ShorePoint’s abrupt announcement last month that it would close the city’s oldest hospital left many patients and their doctors only days to find new specialists and facilities to provide not only emergency, inpatient and surgical care, but also essential outpatient care and procedures, including rehabilitation therapy for people recovering from illness and injuries, infusion therapy for people battling cancer and bariatric and interventional radiology procedures. It also left hundreds of healthcare workers looking for new jobs.
When Sarasota Memorial learned of the looming closure on Aug. 22, just one week before that hospital shut down its ER, SMH leaders began taking aggressive steps to prepare for the increasing number of patients seeking care at SMH-Venice. Those measures included:
• Reconfiguring and converting administrative space and waiting and reception areas to add more triage and treatment rooms to its emergency care center.
• Hiring additional staff across its health system, including nearly 100 from ShorePoint.

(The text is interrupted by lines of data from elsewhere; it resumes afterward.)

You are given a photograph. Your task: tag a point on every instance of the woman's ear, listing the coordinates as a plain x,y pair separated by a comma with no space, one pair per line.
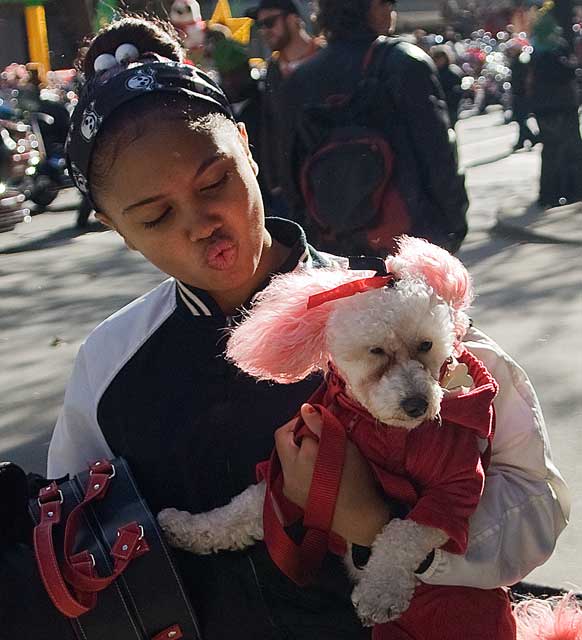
108,222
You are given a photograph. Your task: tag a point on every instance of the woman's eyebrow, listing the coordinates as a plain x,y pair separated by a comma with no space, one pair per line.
201,169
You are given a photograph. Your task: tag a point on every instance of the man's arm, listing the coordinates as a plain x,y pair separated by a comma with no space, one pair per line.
77,439
525,505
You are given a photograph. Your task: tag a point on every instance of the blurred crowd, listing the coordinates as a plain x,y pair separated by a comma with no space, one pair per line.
535,78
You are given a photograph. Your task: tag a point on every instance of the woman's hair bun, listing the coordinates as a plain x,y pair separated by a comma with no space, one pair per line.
147,34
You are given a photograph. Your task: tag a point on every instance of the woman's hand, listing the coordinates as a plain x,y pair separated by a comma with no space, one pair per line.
361,511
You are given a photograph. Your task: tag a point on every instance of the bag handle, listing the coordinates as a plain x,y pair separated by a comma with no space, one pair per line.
79,568
301,561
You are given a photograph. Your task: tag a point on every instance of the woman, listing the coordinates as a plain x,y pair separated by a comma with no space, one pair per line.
155,147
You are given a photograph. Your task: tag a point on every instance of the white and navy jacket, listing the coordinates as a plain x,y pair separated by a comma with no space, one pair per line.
150,384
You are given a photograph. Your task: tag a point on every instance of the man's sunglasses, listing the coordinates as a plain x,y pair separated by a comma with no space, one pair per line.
270,22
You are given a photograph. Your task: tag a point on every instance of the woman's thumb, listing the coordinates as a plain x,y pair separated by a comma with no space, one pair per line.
312,419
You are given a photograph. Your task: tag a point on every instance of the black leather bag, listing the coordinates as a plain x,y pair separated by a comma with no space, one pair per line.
98,567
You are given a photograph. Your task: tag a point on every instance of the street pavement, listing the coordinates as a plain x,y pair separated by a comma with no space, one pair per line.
56,284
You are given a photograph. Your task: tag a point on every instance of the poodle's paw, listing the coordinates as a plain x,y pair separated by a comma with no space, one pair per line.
186,531
381,600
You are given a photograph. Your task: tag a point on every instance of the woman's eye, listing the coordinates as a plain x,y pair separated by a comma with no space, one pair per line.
154,223
217,184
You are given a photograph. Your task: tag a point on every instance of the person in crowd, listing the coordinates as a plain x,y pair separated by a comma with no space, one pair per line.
412,114
520,65
283,30
242,88
155,146
450,77
555,106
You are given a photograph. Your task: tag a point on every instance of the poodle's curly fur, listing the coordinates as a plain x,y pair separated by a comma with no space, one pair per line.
388,344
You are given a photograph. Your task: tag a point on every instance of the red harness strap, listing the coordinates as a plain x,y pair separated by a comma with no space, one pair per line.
301,561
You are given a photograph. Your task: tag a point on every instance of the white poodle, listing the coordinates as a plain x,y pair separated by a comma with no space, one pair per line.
413,400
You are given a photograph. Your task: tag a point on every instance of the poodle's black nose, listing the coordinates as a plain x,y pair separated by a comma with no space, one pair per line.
415,406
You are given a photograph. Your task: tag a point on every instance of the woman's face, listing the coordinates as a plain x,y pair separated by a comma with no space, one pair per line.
188,200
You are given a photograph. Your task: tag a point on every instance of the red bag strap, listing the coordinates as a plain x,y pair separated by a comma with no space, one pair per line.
78,568
50,501
300,561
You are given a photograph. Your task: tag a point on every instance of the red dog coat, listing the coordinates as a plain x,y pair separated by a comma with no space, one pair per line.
436,470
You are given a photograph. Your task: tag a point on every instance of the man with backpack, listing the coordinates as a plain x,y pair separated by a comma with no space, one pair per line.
283,30
367,146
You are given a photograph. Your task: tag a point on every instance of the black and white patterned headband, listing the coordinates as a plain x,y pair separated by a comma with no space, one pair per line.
112,87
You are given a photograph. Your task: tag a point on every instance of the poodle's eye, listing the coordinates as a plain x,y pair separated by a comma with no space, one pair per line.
378,351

• Meeting with EMS and patient care teams at its Venice, North Port and Sarasota campuses, and network of urgent care centers to streamline processes and help ensure patients in Venice and the surrounding community have timely access to urgent and emergency care, as close to home as possible.

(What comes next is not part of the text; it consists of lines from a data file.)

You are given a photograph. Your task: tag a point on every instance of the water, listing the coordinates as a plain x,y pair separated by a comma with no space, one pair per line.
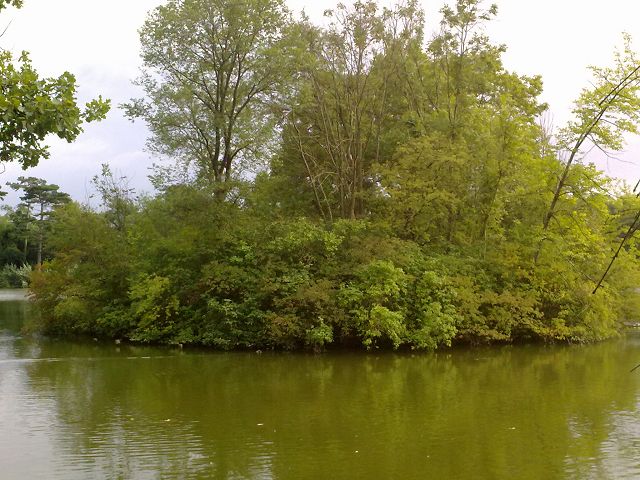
71,410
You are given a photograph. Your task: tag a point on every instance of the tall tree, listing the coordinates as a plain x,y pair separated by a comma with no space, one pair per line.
39,199
211,69
345,103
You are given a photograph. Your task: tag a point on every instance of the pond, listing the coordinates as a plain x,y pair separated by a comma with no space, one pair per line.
72,410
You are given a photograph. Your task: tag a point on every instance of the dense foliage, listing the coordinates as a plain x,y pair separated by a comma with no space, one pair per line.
412,197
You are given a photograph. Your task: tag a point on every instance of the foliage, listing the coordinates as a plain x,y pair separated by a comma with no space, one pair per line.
407,204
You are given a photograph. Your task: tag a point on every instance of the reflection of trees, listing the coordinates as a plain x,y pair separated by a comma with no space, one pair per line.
513,412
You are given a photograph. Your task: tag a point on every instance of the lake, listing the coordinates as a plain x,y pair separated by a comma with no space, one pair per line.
74,410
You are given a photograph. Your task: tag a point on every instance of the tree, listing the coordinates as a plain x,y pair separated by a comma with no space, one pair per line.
116,197
345,105
604,114
39,199
32,107
211,68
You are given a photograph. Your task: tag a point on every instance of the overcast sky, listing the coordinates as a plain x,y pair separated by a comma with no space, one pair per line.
98,42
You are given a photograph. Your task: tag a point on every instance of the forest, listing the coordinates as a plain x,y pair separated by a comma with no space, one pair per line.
354,182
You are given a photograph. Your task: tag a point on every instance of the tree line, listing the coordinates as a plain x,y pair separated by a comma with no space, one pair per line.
350,182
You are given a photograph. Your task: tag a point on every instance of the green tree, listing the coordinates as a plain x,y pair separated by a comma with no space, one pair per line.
39,200
211,70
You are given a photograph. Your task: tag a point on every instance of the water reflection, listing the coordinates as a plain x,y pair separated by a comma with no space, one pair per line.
74,410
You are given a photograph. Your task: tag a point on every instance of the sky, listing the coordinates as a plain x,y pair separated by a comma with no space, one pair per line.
98,42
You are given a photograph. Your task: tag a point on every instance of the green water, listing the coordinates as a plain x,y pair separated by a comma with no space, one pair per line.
105,411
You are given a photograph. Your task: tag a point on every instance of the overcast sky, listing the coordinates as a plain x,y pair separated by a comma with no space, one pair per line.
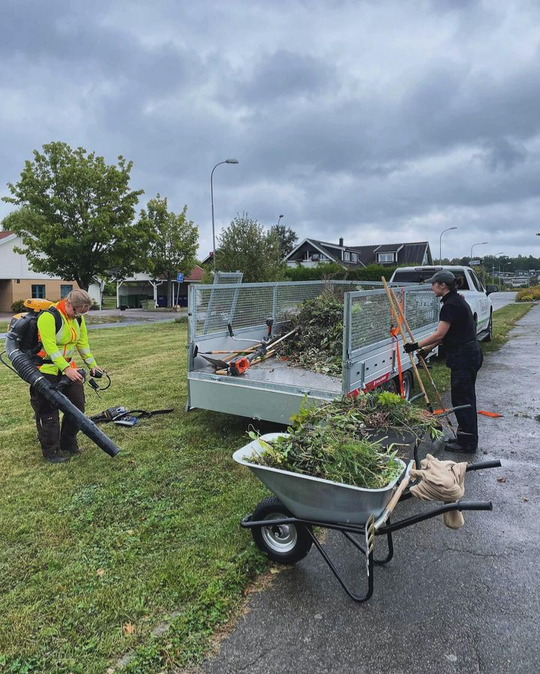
373,121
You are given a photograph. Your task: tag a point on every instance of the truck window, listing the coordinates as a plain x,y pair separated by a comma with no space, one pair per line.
420,276
476,281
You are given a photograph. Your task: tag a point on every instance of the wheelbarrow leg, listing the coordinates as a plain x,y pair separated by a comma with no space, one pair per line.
390,543
368,552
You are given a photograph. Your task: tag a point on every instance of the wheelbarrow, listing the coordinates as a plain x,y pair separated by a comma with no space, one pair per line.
282,525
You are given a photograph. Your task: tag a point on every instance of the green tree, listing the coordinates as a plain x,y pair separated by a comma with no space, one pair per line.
245,246
287,238
75,215
174,240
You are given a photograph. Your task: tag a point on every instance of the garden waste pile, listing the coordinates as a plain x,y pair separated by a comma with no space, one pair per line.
335,442
318,342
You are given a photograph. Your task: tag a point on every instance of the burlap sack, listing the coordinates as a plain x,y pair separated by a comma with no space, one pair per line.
441,481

• Expanding hours and diagnostic services at its network of imaging and outpatient centers, and adding outpatient rehabilitation services at Sarasota Memorial Health Care Center at Blackburn Point, to help serve patients from Venice and south county who need outpatient rehabilitation care.
• Expediting construction that will double SMH-Venice’s capacity to care for patients. The first phase, a new patient care tower that will add 68 more beds, will be complete in 2024, followed soon after by the expansion of the ER, diagnostic imaging and surgery areas.
• Moving forward with plans to build a new hospital in North Port and develop a comprehensive medical campus on land it owns in nearby Wellen Park.
“While the closing of ShorePoint Venice is concerning, we want to reassure the community that Sarasota Memorial is working hard to help fill any gaps in care that may ensue, while also providing jobs for as many displaced healthcare workers as we can,” said David Verinder, president and CEO of Sarasota Memorial Health Care System. “Even before Shorepoint’s announcement, we already had construction under way to expand capacity at SMH-Venice. We’re building a new patient care tower, and soon will begin expansion of our ER and operating rooms. These projects will take a couple of years to complete, but we are doing everything in our power to speed up construction.”
In the interim, SMH leaders continue to explore every option to expand emergency services in Venice. SMH made several attempts in the past few weeks to talk with corporate executives at ShorePoint Health about options that could keep the Venice hospital’s ER open on a temporary basis, including a short-term lease that would allow SMH to care for patients in ShorePoint Venice’s ER. ShorePoint has refused to consider any options to support emergency care services in Venice, Verinder said.
“We have a mission and obligation to provide care to all who need it, regardless of the challenges we face,” Verinder said. “We will find ways to step up to meet this new challenge, and demonstrate the value of a public hospital, just as we have throughout our nearly 100 years of service to the community.”